Friday, April 18, 2008
Being on vacation offered a perfect opportunity to visit the Onondaga Audubon Society's Derby Hill Bird Observatory in Mexico, NY to view the annual spring hawk migration with Connie O'Brien and Andy Boehm. I forgot the camera but have stolen pictures from the web. It was a beautiful day, and in the first half hour we saw what we'd come for: Bald Eagles, Golden Eagles, Osprey, Broad-wing Hawks, Red-tail Hawks, Cooper's Hawk, and many, many Turkey Vultures.
It was just a perfect day to sit on a high bluff above Lake Ontario. So when the winds shifted a little and came off the lake, it pushed the birds south and the official counter and most of the observers went to the other site about half a mile away from the lake. We decided to stay put for awhile even though there weren't many birds. We enjoyed our picnic lunch, I had a banjo and played some tunes and Connie even finished a book she's been slogging through. We were rewarded with an Osprey that dove into the lake right behind that tree.
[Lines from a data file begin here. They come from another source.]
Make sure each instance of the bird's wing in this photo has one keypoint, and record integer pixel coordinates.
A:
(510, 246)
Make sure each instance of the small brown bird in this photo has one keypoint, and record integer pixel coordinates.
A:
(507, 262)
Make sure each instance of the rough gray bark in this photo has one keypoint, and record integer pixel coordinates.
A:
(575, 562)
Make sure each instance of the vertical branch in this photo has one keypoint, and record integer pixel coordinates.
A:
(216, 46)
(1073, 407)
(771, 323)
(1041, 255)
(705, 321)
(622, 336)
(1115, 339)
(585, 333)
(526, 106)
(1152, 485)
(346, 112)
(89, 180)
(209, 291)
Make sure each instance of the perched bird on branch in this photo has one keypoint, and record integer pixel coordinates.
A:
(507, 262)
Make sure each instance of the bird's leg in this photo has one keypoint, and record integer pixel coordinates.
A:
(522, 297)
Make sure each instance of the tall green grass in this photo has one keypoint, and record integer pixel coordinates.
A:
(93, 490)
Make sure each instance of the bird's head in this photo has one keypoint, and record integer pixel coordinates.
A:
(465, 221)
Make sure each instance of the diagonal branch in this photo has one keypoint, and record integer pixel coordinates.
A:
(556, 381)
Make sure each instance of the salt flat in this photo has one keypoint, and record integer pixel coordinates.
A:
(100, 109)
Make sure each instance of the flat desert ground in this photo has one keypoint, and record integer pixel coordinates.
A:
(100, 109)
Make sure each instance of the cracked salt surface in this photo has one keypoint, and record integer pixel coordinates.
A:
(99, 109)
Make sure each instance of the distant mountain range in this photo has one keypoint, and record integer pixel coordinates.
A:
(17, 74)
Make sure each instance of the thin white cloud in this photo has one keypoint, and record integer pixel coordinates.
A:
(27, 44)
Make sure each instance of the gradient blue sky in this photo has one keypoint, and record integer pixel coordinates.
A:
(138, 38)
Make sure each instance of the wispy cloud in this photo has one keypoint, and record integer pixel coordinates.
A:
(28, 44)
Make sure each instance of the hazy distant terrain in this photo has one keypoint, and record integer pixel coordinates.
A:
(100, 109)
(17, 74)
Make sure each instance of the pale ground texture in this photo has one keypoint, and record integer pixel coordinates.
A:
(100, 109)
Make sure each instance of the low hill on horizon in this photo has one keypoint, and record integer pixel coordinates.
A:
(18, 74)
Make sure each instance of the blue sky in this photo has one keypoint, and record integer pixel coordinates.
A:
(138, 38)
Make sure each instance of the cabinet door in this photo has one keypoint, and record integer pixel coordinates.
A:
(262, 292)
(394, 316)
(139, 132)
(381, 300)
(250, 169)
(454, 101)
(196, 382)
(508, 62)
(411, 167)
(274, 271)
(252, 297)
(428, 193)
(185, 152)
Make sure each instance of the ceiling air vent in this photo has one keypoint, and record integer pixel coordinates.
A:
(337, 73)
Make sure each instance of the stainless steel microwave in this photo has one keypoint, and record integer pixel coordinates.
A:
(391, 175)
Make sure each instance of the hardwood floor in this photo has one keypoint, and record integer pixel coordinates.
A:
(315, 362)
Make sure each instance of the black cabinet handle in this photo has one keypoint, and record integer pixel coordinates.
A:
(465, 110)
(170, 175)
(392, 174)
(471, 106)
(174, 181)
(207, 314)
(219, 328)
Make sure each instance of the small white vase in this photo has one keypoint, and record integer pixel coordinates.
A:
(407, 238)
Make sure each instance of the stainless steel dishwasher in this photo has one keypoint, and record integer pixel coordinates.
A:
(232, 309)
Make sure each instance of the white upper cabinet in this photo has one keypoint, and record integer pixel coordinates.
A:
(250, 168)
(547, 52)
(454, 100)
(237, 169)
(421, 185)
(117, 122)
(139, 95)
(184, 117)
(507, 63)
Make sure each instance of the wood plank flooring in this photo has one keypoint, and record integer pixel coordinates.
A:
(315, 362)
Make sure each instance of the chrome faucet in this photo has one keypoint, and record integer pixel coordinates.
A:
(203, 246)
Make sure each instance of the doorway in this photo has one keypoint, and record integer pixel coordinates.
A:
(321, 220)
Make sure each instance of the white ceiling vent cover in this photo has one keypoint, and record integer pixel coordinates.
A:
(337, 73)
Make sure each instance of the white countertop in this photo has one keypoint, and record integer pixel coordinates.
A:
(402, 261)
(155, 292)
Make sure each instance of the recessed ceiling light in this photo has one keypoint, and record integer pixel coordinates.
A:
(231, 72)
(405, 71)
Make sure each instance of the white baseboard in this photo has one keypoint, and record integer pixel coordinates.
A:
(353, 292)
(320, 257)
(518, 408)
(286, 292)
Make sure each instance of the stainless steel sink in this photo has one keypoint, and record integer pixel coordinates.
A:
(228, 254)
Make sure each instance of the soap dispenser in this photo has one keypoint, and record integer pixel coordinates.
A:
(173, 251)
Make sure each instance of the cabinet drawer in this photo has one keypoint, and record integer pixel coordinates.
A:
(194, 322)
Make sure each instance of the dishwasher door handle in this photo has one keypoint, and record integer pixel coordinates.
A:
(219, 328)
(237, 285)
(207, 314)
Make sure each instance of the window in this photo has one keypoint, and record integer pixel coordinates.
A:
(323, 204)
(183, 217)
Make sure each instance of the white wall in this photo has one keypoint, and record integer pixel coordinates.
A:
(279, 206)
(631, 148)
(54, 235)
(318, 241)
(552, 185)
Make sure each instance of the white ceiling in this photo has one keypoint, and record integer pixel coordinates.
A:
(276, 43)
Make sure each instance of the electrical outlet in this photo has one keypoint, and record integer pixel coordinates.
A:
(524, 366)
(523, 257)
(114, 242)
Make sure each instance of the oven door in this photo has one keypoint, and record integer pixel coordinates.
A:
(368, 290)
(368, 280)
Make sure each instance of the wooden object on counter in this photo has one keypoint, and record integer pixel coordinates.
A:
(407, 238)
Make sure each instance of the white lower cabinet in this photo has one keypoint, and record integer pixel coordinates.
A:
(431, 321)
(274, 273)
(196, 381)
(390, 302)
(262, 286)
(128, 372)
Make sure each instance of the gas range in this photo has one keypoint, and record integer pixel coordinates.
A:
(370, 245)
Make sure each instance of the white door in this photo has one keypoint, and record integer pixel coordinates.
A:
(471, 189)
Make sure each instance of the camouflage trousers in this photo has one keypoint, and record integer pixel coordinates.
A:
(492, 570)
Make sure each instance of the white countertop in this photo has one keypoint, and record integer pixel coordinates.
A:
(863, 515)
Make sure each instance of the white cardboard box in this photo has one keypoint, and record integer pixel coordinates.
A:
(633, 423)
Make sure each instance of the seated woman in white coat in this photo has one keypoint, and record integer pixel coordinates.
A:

Then the real reward came when we moved to the other site and witnessed swarms of raptors coming our way.
When more than 600 Turkey Vultures pass over in a day it's easy to not pay enough attention to notice something different, even for the experts. Fortunately for the experts (all three official counters were there at the time) Andy had a quest to see a Black Vulture. He kept it quiet until he was pretty certain, then brought it to the attention of everyone and it was confirmed. Only the second one spotted this year. He kept saying, "That bird doesn't have a head." But it was the white wing tips that distinguished it from the Turkey Vultures.
I later saw an Osprey that would have gone unnoticed, but lost my credibility almost right away by claiming another one that turned out to be a Rough-legged. Still, there were only six of those counted all day.
Here's how most of the Bald Eagles looked. When they are immature they lack the white head and tail. I missed any mature ones that passed over, but there were so many birds to watch I hope I can be forgiven for missing a few. If you're still reading at this point you're interested enough in the day's official count and can find it by clicking here. We were there on April 16 when the official count was 1710 total.